OUR ADVERSARY, the devil, has the long-standing habit of artfully choosing modes of warfare against those who enter upon the ascetic contest according to the form of their weapons, and he changes the manner of his struggle against them according to the aim of each. He observes those who are indolent in their volition and whose thoughts are infirm, and from the very beginning he vehemently wars upon them, raising up against them vigorous and potent temptations. He does this in order to make them taste the modes of his wickedness at the start of their course, so that they should be overcome by fear and their pathway should seem to them rugged and impassable.

Thus they will say to themselves, ‘If the beginning of the way is so arduous and harsh, who until the end can confront the many struggles that lie herein?’ Thenceforth they are unable to withstand anymore, to make any further progress, or even to take anything else into consideration, because their thought is so obsessed with apprehension. The devil has only for a little while to straiten them with his warfare before they turn to flight.

Nay rather, it is God Himself Who permits the devil to prevail upon them, and He gives them no aid whatever. And this is because they entered the Lord’s contest with doubt and coldness.

For the prophet says:

‘Cursed is the man who does the works of the Lord carelessly, keeping back his sword from blood ‘;

and again,

‘The Lord is nigh unto them that fear Him.’

For God commands us to confront the devil with fearlessness and ardour, saying:

‘Start now to destroy him, rush to war against him, grapple with him manfully, and I shall put the fear of you upon your foes that are under heaven, saith the Lord.’

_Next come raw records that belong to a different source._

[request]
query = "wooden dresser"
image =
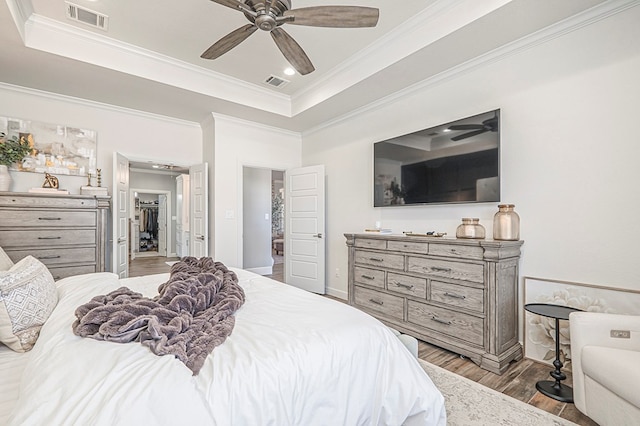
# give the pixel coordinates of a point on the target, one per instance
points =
(457, 294)
(65, 232)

For if you do not voluntarily die a sensory death for the sake of God’s goodness, involuntarily you will die a noetic death, [ falling] away from God.

Whatever your portion should be, without misgivings voluntarily accept temporary sufferings for its sake, that you may enter into the glory of God. For if you suffer bodily death in the Lord’s contest, the Lord Himself will crown you, and God will give your venerable relics the honour of the martyrs.

Therefore, as I said above, those who are negligent and slothful at the beginning and have not undertaken mightily to surrender themselves to death, are found always to be inferior and cowardly in every battle. Nay rather, God permits them to be pursued and warred upon, because they did not truly seek Him, but as tempters and mockers of God they endeavoured to do His work. Hence the devil himself knew them from the beginning and tested their thoughts, revealing those men to be cowardly, self-loving and, moreover, sparers of their bodies.

So he drives them like a hurricane, since he does not see in them the noetic power that he is accustomed to see in the saint for in proportion to a man’s volition to strive toward God, and in proportion to his purpose to attain his goal for God’s sake, God works with him, helps him, and manifests His providence in him.

The devil cannot draw near to a man or attack him with temptations unless it be permitted by the bidding of Heaven, or he grows lax and surrenders himself to shameful thoughts and to distraction, or he becomes proud and conceited, or he accepts thoughts of doubt and cowardliness.

Now the devil does not so ask God for such men as these, for unskilled and inexperienced beginners, in order to tempt them, as he does for holy and great men, for he knows that God will not permit the former to fall into his hands. God knows that they do not have the strength for the devil’s temptations, and so He does not surrender them unless they have within them one of the causes aforementioned; in such a case, the power of God’s providence withdraws from them.

This is the first method of the devil’s warfare.